Another reason making Ethereum the perfect choice is its relative decentralization compared to, for example, EOS or BSC (which is mostly controlled by Binance anyway). When building on Ethereum, no one owns the smart contract and access is granted to anyone with an internet connection. All DeFi services and products created on Ethereum speak the same (coding) language and can easily combine and integrate, creating valuable networking effects. Different apps are like legos and can be combined into something compelling.
The shared, immutable ledger keeps track of transactions and ownership. Building on Ethereum also enables self-custody and, therefore, financial freedom. (Self-custody ain’t easy, please know what you’re doing before you pour all your funds into DeFi😉).
The DeFi ecosystem on Ethereum spans a wide variety of services and products. Lending platforms such as Compound, Maker DAO or AAve allow traders to deposit their holdings and lend them against an interest payment. At the same time, borrowers can use these deposits to leverage their trades.
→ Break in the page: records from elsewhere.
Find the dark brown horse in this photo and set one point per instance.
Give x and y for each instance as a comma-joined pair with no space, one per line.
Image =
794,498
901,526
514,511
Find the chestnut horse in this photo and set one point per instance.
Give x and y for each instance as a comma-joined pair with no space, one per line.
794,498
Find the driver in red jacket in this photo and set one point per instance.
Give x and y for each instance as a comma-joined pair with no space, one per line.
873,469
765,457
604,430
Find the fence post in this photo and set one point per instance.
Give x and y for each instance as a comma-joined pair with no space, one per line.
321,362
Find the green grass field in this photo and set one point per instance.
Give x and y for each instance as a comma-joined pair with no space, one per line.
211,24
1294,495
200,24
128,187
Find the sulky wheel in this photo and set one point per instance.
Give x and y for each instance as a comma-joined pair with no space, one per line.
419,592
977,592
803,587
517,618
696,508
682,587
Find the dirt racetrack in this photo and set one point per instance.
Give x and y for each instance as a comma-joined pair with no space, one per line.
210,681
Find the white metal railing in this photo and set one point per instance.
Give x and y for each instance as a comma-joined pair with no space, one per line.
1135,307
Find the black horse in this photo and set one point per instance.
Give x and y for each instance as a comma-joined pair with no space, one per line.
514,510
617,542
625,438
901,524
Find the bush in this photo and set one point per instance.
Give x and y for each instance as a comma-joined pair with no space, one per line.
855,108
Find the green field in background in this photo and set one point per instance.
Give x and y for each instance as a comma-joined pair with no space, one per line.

Decentralized Exchanges (DEX) like Uniswap enable traders to trade without relying on a centralized authority to match trades. On a DEX, tokens are swapped automatically by a smart contract tapping into a liquidity pool. Another use of Ethereum are Oracles, which provide vital data streams to the blockchain. One challenge DEX and other blockchain platforms face is that they sometimes need data from outside the chain. This is where Oracles can bridge the gap by connecting off-chain events with on-chain transactions. One noteworthy example is Chainlink.
Games have been another very early adopter of NFTs: tokenizing in-game collectibles was probably one of the first NFT use-cases. It’s no wonder that Games on Ethereum such as Axie Infinity are thriving.
Lastly, DeFi also hosts a variety of prediction markets on Ethereum such as augur or gnosis. When using prediction markets, users can hedge their bets and place money on predictions. Those can range from results of a football game to results in political elections, weather and more.
DeFi on Ethereum continues growing and with constant improvements made to the network if the biggest problems such as high gas fees and scalability can be solved, DeFi on Ethereum might well turn into a viable option for providing access to financial services for many.